Stop Calling AI an Intelligent Intern: Why Language Matterse
In the evolving conversation around generative AI, language is not just descriptive - it’s directive. The metaphors we use to explain large language models (LLMs) quietly shape user behavior, expectations, and, ultimately, outcomes. One increasingly popular analogy is to refer to ChatGPT or similar tools as “intelligent interns.” On the surface, it is a friendly and accessible metaphor, but beneath it lies a fundamental misunderstanding of how these systems function. Interns possess self-awareness, the ability to learn through experience, and often a sense of responsibility. LLMs do not. They do not reason. They do not understand. And perhaps most critically, they do not know when they are wrong.
In my own research and professional work, I have found that a more accurate framing is to think of LLMs as 13-year-olds who hallucinate. They are fast, fluent, and eager, but they tend to make things up without structure, oversight, or clear instructions. That is not a bug but a known behavior of how these models generate language. This isn’t about being alarmist; it is about being honest. Framing AI in a way that reinforces caution, structure, and responsibility does not diminish its potential; it unlocks it safely.
That is why I reference “CHATS,” a memorable and flexible acronym that guides how we prompt LLMs and how we govern our interactions with them. At the prompt level, CHATS stands for Context, History, Audience, Tone, and Sources. These elements improve prompt clarity and reduce hallucination, particularly in business settings where consistency and communication matter. But CHATS also applies at a broader level, reminding users of the guardrails necessary for safe AI use: the need for structured Context, organizational and model History, Audience-appropriate messaging, responsible Tone, and most importantly, verifiable Sources.
It is the last element, Sources, that too often gets overlooked in casual use. An LLM’s ability to sound confident while being wrong is one of its most significant risks. Users unfamiliar with the limits of AI may assume that fluent output equals factual accuracy, especially when the model is framed as “intelligent.” That assumption breaks down quickly when models generate fictitious citations, misquote data, or hallucinate industry standards. By making “Ask for sources and verify them” a default behavior, we improve outcomes and safeguard trust.
Cognitive and behavioral research supports this. The metaphors we use do not just explain; they influence. Calling an LLM an intern invites delegation. It implies that the system will get better over time, that it can learn, and that it bears some degree of responsibility for its performance. But, LLMs do not learn dynamically in conversation. They do not retain context between sessions, and they do not improve unless the underlying model is retrained. Calling them “intelligent interns” may feel modern and empowering, but it encourages users to abdicate critical thinking. By contrast, referring to them as “hallucinating 7th graders” evokes a sense of vigilance. It primes us to supervise, verify, and take ownership of outcomes.
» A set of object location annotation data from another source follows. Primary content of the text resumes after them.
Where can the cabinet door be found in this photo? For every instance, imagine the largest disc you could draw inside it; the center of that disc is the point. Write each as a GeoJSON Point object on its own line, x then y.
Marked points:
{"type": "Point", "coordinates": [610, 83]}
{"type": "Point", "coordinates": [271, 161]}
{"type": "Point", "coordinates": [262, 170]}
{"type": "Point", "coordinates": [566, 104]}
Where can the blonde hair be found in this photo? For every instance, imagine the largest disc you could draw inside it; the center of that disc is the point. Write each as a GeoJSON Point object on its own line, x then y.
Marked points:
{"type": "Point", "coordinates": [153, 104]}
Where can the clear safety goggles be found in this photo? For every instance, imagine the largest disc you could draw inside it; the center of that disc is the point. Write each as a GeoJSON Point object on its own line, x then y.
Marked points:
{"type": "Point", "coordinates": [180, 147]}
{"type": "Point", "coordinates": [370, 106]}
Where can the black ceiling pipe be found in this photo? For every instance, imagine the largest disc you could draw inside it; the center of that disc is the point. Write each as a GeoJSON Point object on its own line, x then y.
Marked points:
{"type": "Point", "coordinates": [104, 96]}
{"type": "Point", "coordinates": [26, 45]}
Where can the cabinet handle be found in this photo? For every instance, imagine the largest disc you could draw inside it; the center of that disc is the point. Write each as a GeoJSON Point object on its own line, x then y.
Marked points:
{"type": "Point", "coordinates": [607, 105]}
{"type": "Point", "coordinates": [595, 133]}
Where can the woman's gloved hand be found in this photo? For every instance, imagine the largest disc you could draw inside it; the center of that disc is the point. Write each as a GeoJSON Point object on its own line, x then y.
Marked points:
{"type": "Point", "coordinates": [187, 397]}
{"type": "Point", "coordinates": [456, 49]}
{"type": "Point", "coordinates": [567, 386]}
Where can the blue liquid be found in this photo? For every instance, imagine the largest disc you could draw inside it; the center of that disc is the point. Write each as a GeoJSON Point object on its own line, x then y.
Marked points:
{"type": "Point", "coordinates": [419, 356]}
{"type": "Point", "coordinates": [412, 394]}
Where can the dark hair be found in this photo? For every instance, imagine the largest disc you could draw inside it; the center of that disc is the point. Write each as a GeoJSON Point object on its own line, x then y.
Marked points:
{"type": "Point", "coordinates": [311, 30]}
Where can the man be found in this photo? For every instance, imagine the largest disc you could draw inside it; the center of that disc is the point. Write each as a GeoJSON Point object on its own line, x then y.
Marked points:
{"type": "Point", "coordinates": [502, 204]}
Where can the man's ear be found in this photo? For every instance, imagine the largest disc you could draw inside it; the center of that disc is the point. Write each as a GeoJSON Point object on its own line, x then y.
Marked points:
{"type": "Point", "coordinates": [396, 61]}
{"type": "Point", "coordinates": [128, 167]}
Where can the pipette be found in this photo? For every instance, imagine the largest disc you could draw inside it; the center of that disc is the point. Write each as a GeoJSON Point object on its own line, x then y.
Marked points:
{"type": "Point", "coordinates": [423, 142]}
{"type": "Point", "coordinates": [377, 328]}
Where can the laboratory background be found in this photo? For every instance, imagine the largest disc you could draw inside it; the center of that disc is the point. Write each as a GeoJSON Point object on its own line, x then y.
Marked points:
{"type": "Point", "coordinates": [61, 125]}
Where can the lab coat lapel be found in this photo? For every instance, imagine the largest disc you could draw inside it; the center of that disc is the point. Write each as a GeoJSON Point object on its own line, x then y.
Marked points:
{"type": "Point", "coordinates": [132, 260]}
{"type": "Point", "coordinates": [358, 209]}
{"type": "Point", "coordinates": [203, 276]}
As AI tools become more deeply embedded into workflows, leadership, and strategic planning, we owe it to ourselves and our organizations, to be precise, not just in how we use them but in how we talk about them. CHATS isn’t just a better prompt; it’s a mindset. One that centers clarity, context, and critical thinking in every interaction. Because when we get the language right, we are far more likely to get the outcomes right, too.